A small story.
Keyword monitoring of logs that are completed in one line, such as apache logs, can be achieved relatively easily. For example, the apache error log is complete with one line and is monitored by keywords such as [error] and [alert] [crit].
[Wed Oct 11 14:32:52 2000] [error] [client 127.0.0.1] client denied by server configuration: /export/home/live/ap/htdocs/test
When you get a stack trace in Java, it will be multiple lines. This should be monitored with the keyword ERROR.
2017-2-01 13:33:21 [main] ERROR Unexpected Error
java.lang.NumberFormatException: For input string: "1.1"
at java.lang.NumberFormatException.forInputString(Unknown Source)
at java.lang.Integer.parseInt(Unknown Source)
at java.lang.Integer.<init>(Unknown Source)
at ExceptionPrintDemo.formatInt(ExceptionPrintDemo.java:7)
at ExceptionPrintDemo.main(ExceptionPrintDemo.java:14)
However, when monitoring the log with the monitoring tool, only one line can be recognized, so the following stack trace cannot be notified by email. ** As a result of being notified by e-mail of the message "2017-2-01 13:33:21 [main] ERROR Unexpected Error", "Oh ..." and see the log every time on the production machine. Did you go? ** **
In addition to **, you may want to monitor not only the keywords on the first line but also the keywords on the second and subsequent lines. ** ** Also, ** on older systems, I sometimes see dates on the first line, error codes on the second line, and error messages on the third line **, which makes keyword monitoring cry.
20170201 11:12:34
ERR001
○○ The code is invalid.
20170201 11:12:34
ERR002
Unable to connect to database
This time I tried to solve that area using fluentd. The monitoring tool uses mackerel, but I think it is the same for other monitoring tools.
Use fluentd to convert to a single line of json and monitor.
curl -L https://toolbelt.treasuredata.com/sh/install-redhat-td-agent2.sh | sh
/etc/td-agent/td-agent.conf
<source>
type tail
path /var/log/app/app.log
pos_file /var/log/td-agent/app/app-log.pos
tag app.log
multiline_flush_interval 10s
format multiline
format_firstline /\d{4}-\d{1,2}-\d{1,2}/
format1 /^(?<time>\d{4}-\d{1,2}-\d{1,2} \d{1,2}:\d{1,2}:\d{1,2}) \[(?<thread>.*)\](?<level>[^\s]+)(?<message>.*)/
</source>
<match app.log>
type file
path /var/log/td-agent/app/app.java.log
time_slice_wait 10m
</match>
Write a regular expression that represents one json break in format_firstline.
In format1, time, thread, and message are parsed with regular expressions.
Since it is * (?
multiline_flush_interval 10s
Every time a log flows, fluentd runs and analyzes it, but initially it is buffered in memory.

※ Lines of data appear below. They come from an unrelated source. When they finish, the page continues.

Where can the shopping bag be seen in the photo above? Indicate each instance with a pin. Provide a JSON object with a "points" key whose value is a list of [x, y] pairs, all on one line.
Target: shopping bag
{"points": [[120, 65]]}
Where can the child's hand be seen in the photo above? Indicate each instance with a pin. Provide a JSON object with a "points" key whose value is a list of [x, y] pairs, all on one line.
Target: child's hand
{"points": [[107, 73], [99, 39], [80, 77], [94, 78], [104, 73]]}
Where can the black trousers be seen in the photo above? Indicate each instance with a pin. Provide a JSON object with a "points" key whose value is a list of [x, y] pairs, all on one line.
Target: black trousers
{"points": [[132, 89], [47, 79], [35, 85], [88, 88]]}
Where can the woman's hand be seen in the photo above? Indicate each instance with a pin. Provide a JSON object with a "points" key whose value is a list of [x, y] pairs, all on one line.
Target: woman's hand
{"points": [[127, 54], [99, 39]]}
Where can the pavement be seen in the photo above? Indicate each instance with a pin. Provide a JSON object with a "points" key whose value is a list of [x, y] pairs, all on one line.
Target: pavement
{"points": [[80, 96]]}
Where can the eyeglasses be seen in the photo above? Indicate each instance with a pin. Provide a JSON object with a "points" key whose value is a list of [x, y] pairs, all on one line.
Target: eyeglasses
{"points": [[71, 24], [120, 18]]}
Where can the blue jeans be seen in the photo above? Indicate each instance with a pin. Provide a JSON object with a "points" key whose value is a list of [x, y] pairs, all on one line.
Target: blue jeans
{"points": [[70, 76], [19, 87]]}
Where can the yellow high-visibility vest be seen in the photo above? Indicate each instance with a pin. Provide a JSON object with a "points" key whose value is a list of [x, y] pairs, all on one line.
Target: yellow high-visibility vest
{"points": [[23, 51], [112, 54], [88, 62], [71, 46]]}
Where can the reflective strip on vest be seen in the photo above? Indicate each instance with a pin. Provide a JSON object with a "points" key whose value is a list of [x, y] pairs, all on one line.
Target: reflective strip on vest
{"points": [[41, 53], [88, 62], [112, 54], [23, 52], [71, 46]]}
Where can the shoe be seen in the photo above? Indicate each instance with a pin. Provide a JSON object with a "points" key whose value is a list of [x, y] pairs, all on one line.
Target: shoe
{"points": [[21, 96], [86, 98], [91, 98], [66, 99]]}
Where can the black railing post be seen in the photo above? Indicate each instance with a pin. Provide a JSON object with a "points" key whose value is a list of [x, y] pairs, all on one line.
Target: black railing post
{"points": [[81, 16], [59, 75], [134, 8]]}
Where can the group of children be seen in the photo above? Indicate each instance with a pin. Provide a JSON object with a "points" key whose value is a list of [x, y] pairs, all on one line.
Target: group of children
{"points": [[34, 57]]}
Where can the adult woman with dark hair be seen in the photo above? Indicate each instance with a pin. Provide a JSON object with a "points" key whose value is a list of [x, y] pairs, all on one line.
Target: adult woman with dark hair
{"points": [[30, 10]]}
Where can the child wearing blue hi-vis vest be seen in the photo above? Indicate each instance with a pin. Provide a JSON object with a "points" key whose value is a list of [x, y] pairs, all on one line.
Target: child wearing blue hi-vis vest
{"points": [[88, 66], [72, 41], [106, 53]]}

Then, after the analysis of the next log, the buffered one will be flushed. Flush this parameter every 10 seconds even if it is not extruded. It becomes the parameter.
The analyzed log is formatted as follows.
/var/log/td-agent/app/app.java.log
2017-02-01T13:33:21+09:00 app.log {"thread":"main","level":"ERROR","message":" Unexpected Error\njava.lang.NumberFormatException: For input string: \"1.1\"\n at java.lang.NumberFormatException.forInputString(Unknown Source)\n at java.lang.Integer.parseInt(Unknown Source)\n at java.lang.Integer.<init>(Unknown Source)\n at ExceptionPrintDemo.formatInt(ExceptionPrintDemo.java:7)\n at ExceptionPrintDemo.main(ExceptionPrintDemo.java:14)"}
[plugin.checks.app-log]
command = '''
check-log \
--file-pattern '/var/log/td-agent/app/app.java.log.*.log' \
--pattern '\"level\":\"ERROR\"' \
--return
'''
--return prints an error line and sends its contents to Mackerel
You should also monitor that there are two td-agent processes up.
[plugin.checks.process_td-agent]
command = "check-procs --pattern td-agent -C 2"
It's easy to forget to rotate td-agent.log. Let's set https://github.com/treasure-data/td-agent/blob/master/td-agent.logrotate
The contents of the stack trace are also output properly.
If you use fluentd like this time, it is easier to introduce and recommended. Isn't it very important in operational design whether or not such a small thing can be devised?